Unfortunately, Russian authorities are also well aware of this, and the FSB has in the past made quite aggressive statements about plans to ban Tor and internet ‘anonymizers’, and the Russian Ministry of Internal Affairs (MVD) at one point somewhat bizarrely offered hackers a 3.9 million Ruble (approx.$110,000 USD) prize for cracking Tor!
So far, however, nothing has come of these, but it looks as if tackling the ‘problem’ of Russians being able to access the internet unrestricted and unmonitored may be back on the government’s agenda.
At the 17th National Forum of Information Security (Infoforum-2015), MP and deputy head of the Duma Committee on Information Politics, Leonid Levin, made the following statement,
‘One of the factors in the formation of the Internet environment in our country has become the authority for the pre-trial blocking of websites. It allows us to block sites banned in Russia quickly enough. At the same time the pre-trial blocking of anonymizing services deserves attention, such as access to the anonymous network Tor.’

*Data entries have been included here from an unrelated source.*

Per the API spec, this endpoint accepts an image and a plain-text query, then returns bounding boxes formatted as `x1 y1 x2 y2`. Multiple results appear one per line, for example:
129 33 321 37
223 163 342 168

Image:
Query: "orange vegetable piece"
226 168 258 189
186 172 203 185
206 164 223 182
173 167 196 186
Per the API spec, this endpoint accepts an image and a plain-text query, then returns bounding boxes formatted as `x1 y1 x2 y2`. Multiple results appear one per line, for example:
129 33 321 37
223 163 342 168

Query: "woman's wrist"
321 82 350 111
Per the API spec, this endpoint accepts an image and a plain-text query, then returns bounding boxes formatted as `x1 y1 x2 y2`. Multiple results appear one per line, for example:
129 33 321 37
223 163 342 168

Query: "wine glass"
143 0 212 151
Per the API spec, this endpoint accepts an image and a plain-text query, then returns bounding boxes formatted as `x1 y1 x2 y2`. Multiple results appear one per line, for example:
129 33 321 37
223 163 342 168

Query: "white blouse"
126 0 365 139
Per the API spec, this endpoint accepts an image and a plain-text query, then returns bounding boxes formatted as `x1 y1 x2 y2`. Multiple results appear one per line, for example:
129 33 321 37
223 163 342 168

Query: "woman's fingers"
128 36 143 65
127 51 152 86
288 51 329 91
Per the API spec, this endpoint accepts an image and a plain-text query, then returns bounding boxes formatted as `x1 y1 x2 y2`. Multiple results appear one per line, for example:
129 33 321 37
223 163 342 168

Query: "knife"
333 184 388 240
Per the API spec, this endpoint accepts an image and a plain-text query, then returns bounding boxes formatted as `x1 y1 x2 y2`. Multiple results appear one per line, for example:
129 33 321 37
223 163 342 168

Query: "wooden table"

Levin said that by banning such ‘anonymizing services’, Russia would restrict citizens’ access to blocked content, help stop the spread of commercial malicious software, and prevent anonymous file transfers. He also proposed expanding the powers of Roskomnadzor, the federal body responsible for overseeing internet communications.
This view was supported by Roskomnadzor’s chief press officer, Vadim Ampelonskogo, who described the Tor Network as a ‘den of criminals’ and ‘ghouls, all gathered in one place,’ and said that although blocking Tor and VPN would not be easy, it was technically feasible if supported by ‘a relevant regulatory framework’.
Perhaps the biggest surprise for many readers will be that Tor, VPN, and other encryption technologies are not already banned in Russia, but it does seem that on-line life for Russians is likely to more difficult and more restricted. However, as the China’s Great Firewall demonstrates, blocking privacy technologies at a national level is a monumental task, and given the cat-and-mouse nature of any such effort, is always likely to be a very imperfect solution…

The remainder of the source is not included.